Firme y honestamente declaramos que por medio del profeta José Smith, que fué un instrumento en las manos de Dios, el evangelio sempiterno de Jesucristo ha sido restaurado sobre la tierra, tal como lo profetizó Juan el Revelador. Invitamos a toda la humanidad a investigar nuestras declaraciones, y a comprobar nuestra afirmación de que los principios y ordenanzas del evangelio, en toda su pureza, nos han sido nuevamente dados a través de la ministración de ángeles.

No mucho después de la visitación angélica, Pedro, Santiago y Juan, como seres resucitados, aparecieron a José Smith y Oliverio Cowdery, a quienes impusieron las manos y les confirieron el sacerdocio de Dios,

Elabiendo sido expresamente comisionado para ello por Dios el Padre y Su Elijo Jesucristo, José Smith procedió a organizar, el 6 de abril de 1830, la Iglesia de Jesucristo de los Santos de los Últimos Días, en el estado de Nueva York, (E.U.A.) Desde entonces, esta divina organización ha crecido firmemente, durante ciento treinta y dos años, de seis miembros con que originalmente contó, a dos millones de personas diseminadas por casi todas partes del mundo.

Nuestro mensaje da cumplimiento a las profecías antiguas.
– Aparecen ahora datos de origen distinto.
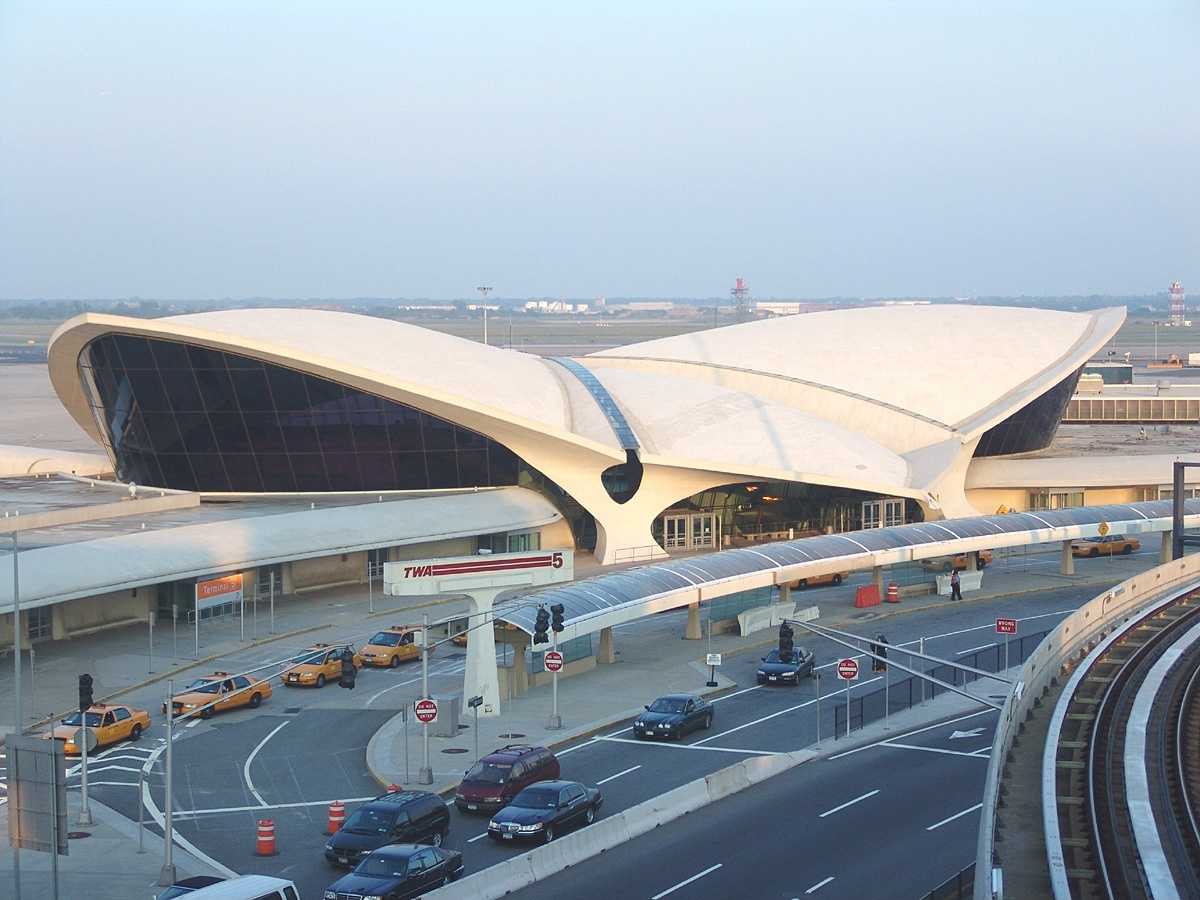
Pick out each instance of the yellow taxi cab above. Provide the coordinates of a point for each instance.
(317, 665)
(111, 723)
(1108, 546)
(393, 646)
(221, 689)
Todos los que han conformado sus vidas con los principios del evangelio, se unen con nosotros hoy para testificar que una vez más Dios ha conferido Su sacerdocio al hombre, a fin de que éste pueda predicar el plan del Señor y administrar sus ordenanzas. Y es en virtud de este sacerdocio que nosotros llamamos al arrepentimiento a toda la humanidad, testificando que mediante la fe en Dios, el arrepentimiento de nuestros pecados, el bautismo para la remisión de los mismos y la recepción del Espíritu Santo por medio de la imposición de manos, podremos volver a la presencia del Señor y allí disfrutar de la exaltación eterna.
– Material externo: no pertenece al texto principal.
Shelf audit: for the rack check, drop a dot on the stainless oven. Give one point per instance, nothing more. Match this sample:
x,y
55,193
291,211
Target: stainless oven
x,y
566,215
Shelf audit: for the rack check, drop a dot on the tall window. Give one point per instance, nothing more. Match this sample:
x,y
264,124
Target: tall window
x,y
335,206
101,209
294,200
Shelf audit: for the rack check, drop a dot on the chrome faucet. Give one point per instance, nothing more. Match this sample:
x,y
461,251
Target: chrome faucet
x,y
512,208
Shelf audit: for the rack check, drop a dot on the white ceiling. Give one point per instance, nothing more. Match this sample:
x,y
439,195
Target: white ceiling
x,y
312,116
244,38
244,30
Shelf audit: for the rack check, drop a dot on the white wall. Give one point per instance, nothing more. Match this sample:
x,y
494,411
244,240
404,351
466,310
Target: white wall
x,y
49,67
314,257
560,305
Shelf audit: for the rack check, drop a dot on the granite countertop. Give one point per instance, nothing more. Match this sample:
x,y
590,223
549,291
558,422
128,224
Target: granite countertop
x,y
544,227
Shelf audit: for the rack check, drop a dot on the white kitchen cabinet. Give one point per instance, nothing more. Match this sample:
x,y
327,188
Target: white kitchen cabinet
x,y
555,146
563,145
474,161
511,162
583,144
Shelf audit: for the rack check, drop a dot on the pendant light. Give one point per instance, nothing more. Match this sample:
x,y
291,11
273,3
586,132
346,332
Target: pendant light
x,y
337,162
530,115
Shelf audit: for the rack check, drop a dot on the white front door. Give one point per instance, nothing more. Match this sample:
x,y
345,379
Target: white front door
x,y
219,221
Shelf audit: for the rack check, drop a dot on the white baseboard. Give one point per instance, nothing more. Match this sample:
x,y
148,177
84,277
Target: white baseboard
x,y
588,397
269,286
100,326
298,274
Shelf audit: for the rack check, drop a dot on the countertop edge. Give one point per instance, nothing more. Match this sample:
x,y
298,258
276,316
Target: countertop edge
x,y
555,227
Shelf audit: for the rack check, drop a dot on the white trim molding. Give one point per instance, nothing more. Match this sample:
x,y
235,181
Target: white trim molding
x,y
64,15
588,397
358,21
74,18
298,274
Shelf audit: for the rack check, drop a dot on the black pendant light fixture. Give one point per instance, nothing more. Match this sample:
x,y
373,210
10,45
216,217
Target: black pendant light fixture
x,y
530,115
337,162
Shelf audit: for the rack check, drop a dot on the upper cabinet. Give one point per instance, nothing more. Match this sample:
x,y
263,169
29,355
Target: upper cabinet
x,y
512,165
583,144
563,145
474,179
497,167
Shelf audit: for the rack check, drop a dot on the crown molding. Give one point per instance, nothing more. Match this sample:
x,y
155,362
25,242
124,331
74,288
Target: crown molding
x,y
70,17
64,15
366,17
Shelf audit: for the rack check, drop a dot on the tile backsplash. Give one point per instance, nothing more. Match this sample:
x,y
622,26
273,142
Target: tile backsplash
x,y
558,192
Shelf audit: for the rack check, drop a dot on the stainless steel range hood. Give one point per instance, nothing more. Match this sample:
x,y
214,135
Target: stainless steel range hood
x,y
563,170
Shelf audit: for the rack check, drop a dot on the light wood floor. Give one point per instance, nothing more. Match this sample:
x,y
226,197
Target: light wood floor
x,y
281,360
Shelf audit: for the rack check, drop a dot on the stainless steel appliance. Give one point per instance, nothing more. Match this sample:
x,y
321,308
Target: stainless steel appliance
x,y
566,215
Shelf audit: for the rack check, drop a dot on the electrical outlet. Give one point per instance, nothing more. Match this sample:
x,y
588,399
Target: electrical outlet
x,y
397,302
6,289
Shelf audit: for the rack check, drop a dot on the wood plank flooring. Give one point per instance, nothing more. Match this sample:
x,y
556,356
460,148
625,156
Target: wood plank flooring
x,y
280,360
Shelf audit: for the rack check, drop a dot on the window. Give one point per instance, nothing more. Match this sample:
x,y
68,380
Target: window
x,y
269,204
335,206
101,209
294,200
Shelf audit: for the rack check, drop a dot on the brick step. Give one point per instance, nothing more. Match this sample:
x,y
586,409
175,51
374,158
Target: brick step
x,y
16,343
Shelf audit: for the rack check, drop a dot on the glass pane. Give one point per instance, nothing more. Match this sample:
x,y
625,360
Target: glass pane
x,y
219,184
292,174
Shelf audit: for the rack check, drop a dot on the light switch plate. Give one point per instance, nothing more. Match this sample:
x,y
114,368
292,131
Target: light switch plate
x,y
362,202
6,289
Nuestros misioneros, a través de todo el mundo, son portadores de este sacerdocio divinamente restaurado, y están listos y preparados para ayudaros en la búsqueda de la verdad. Ellos os habrán de manifestar su testimonio de que Jesucristo vive y que Él es el Hijo de Dios. En verdad, todos nosotros, los miembros de la Iglesia, tenemos idéntica responsabilidad a la que el Señor dio a Sus apóstoles en el Meridiano de los Tiempos:

«Por tanto, id, y haced discípulos a todas las naciones, bautizándolos en el nombre del Padre, y del Hijo, y del Espíritu Santo;

«Enseñándoles que guarden todas las cosas que os he mandado; y he aquí yo estoy con vosotros todos los días, hasta en fin del mundo. Amén” (Mateo 28: 19-20.)
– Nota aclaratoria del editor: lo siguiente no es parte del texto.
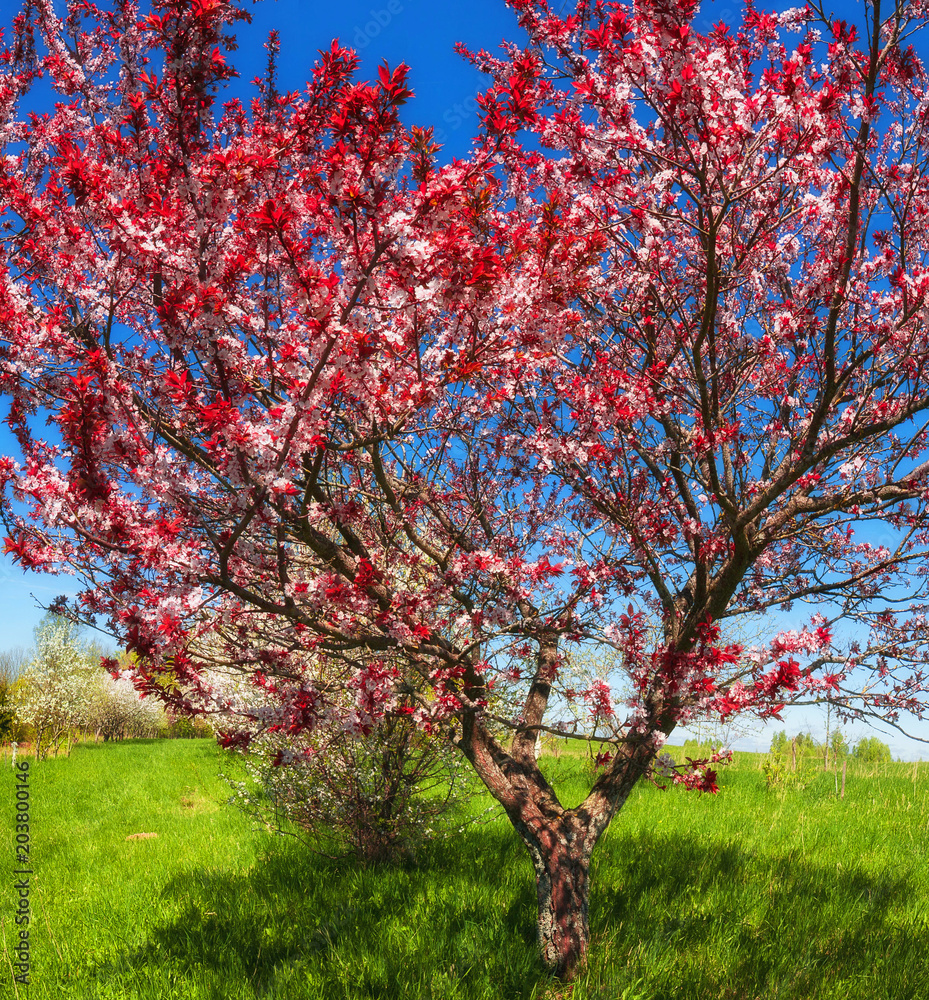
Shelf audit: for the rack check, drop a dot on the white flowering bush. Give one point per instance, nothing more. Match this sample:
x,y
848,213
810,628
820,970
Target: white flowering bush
x,y
56,691
379,796
119,712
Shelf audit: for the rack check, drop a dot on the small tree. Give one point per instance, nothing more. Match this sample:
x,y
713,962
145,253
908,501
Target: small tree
x,y
838,745
12,664
871,750
56,690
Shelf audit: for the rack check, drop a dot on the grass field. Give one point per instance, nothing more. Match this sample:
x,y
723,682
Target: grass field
x,y
749,894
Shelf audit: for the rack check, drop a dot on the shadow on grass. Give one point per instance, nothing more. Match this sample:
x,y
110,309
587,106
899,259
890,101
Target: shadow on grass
x,y
739,924
298,922
461,922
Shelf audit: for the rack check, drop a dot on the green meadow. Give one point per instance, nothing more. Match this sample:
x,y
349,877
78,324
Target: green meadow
x,y
753,893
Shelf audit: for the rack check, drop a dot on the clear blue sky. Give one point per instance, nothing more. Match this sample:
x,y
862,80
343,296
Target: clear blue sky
x,y
422,34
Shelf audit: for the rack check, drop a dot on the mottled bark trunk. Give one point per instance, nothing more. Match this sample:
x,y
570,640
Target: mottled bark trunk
x,y
562,879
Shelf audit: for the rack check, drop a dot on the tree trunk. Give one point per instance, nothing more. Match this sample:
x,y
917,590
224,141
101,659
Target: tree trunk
x,y
563,890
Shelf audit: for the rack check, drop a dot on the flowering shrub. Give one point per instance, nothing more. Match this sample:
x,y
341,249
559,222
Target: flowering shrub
x,y
378,796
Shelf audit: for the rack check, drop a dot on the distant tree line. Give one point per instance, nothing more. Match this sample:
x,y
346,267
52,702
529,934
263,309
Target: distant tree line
x,y
57,693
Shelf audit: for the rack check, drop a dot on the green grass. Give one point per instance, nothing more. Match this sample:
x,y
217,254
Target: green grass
x,y
749,894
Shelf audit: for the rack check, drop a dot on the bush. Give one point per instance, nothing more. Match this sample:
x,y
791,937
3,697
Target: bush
x,y
55,692
183,728
378,796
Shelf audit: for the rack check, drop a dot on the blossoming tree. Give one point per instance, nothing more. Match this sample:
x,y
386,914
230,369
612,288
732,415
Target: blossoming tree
x,y
641,364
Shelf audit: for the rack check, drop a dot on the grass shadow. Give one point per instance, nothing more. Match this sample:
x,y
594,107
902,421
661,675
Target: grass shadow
x,y
718,920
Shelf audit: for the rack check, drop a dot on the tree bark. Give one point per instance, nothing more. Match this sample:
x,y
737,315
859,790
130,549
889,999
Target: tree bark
x,y
562,871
A través de nuestro sincero empeño por dar cumplimiento hoy a la comisión que Cristo dio a Sus discípulos en la antigüedad, estamos tratando continuamente, mediante nuestras labores misioneras, de prepararnos nosotros mismos y ayudar a nuestros semejantes—todos aquellos que reciban nuestro mensaje—a prepararse para el día del juicio final. Quisiéramos que todos nuestros semejantes pudieran ser dichos, como Pablo dijo a los Efesios:

«. . . Ya no sois extranjeros ni advenedizos, sino conciudadanos de los santos, y miembros de la familia de Dios,

«Edificados sobre el fundamento de los apóstoles y profetas, siendo la principal piedra del ángulo Jesucristo mismo. . .” (Efesios 2: 19-20.)

En conclusión, quiero daros mi testimonio de que Jesucristo vive y que Su misión sobre la tierra fué divina. Que Él es el Unigénito del Padre y la cabeza de esta Iglesia restaurada. Y lo hago con humildad, en el nombre de Jesucristo. Amén.